During the three months ended December 31, 2024, the Company incurred an additional $8.9 million in expenses related to the Cyber Incident, which is inclusive of an additional loss contingency that the Company believes is reasonably possible. The Company will continue to evaluate information as it becomes known, and it is possible that future results of operations or cash flows for any particular interim or annual period could be materially affected by unfavorable resolutions of this matter.

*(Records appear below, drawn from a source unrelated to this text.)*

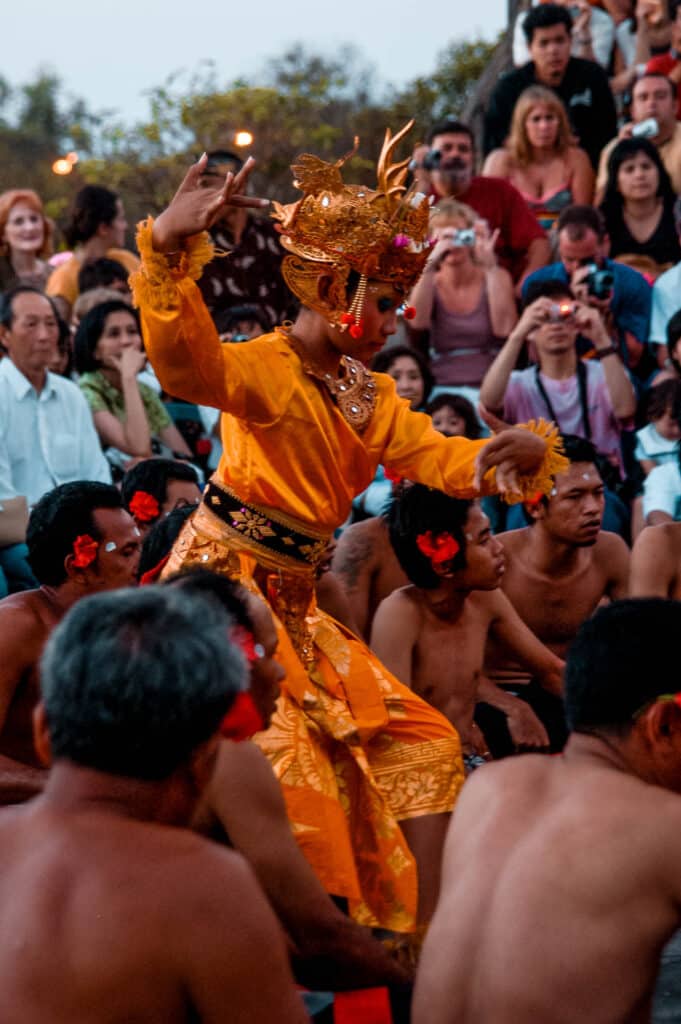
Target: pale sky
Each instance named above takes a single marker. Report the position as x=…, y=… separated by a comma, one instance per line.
x=111, y=52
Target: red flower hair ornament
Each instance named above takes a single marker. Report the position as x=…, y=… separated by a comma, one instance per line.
x=85, y=551
x=439, y=549
x=143, y=506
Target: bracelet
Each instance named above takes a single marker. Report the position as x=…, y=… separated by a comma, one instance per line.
x=601, y=353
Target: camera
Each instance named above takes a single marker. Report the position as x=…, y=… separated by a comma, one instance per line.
x=645, y=129
x=599, y=283
x=560, y=311
x=463, y=238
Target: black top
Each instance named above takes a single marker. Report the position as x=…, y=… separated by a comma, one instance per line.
x=585, y=92
x=663, y=246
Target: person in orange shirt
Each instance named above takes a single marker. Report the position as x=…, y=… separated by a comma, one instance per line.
x=96, y=228
x=369, y=771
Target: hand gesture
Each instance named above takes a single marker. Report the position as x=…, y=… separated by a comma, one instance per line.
x=195, y=209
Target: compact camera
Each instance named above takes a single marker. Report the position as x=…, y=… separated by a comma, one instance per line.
x=463, y=238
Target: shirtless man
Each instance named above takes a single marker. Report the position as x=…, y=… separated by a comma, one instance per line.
x=655, y=562
x=559, y=568
x=111, y=911
x=432, y=633
x=244, y=807
x=588, y=843
x=81, y=509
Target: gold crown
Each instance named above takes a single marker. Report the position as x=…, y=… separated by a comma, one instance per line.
x=381, y=233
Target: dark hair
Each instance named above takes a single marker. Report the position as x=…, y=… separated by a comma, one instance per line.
x=7, y=300
x=383, y=360
x=612, y=670
x=417, y=510
x=91, y=329
x=154, y=475
x=93, y=206
x=551, y=288
x=133, y=681
x=580, y=218
x=663, y=398
x=545, y=15
x=228, y=592
x=100, y=273
x=656, y=74
x=60, y=516
x=159, y=540
x=451, y=126
x=461, y=407
x=626, y=148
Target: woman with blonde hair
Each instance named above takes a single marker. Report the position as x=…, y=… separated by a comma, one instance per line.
x=463, y=302
x=540, y=157
x=26, y=240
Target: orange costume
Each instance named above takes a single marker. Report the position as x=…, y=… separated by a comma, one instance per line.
x=354, y=751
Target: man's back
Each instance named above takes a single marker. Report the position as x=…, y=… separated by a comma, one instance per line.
x=559, y=891
x=90, y=933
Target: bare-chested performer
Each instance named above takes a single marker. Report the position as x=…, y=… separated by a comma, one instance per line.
x=81, y=541
x=110, y=910
x=244, y=807
x=432, y=633
x=558, y=570
x=561, y=880
x=655, y=562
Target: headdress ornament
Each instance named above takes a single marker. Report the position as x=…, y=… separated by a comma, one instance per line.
x=381, y=233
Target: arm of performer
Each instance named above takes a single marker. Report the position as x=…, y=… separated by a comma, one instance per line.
x=179, y=335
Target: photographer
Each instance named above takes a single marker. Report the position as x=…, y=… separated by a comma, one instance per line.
x=621, y=294
x=591, y=398
x=464, y=300
x=520, y=245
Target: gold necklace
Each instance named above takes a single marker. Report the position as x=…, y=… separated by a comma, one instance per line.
x=352, y=389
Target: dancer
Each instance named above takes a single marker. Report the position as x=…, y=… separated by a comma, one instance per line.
x=366, y=767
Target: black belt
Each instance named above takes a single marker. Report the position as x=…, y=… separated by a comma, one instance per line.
x=257, y=525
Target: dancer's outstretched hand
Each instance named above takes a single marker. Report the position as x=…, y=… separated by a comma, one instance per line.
x=195, y=208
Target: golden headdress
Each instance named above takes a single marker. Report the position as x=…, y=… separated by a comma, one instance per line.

During the nine months ended December 31, 2024, the Company recognized $19.8 million in net expenses related to the Cyber Incident primarily consisting of $42.0 million in legal fees incurred and estimated loss contingencies, partially offset by probable insurance recoveries of $22.2 million, within general and administrative expense in the condensed consolidated statements of operations and comprehensive loss. As of December 31, 2024, the Company had $41.3 million of accrued expenses related to estimated loss contingencies and legal fees included in current liabilities, offset by $21.3 million of insurance recoveries included in prepaid and other current assets, in the condensed consolidated balance sheets.
Indemnification
The Company enters into indemnification provisions under agreements with other companies in the ordinary course of business, including, but not limited to, collaborators, landlords, vendors, and contractors. Pursuant to these arrangements, the Company agrees to indemnify, defend, and hold harmless the indemnified party for certain losses suffered or incurred by the indemnified party as a result of the Company’s activities. The maximum potential amount of future payments the Company could be required to make under these agreements is not determinable. As of the date of this filing, the Company has never incurred costs to defend lawsuits or settle claims related to these indemnification provisions. As a result, the Company believes that the fair value of these provisions is not material. The Company maintains insurance, including commercial general liability insurance and product liability insurance, to offset certain potential liabilities under these indemnification provisions. In addition, the Company indemnifies its officers, directors, and certain key employees against claims made with respect to matters that arise while they are serving in their respective capacities as such, subject to certain limitations set forth under applicable law, the Company’s Bylaws, and applicable indemnification agreements. As of December 31, 2024, the Company was not aware of any known events or circumstances that have resulted in a material claim related to these indemnification obligations.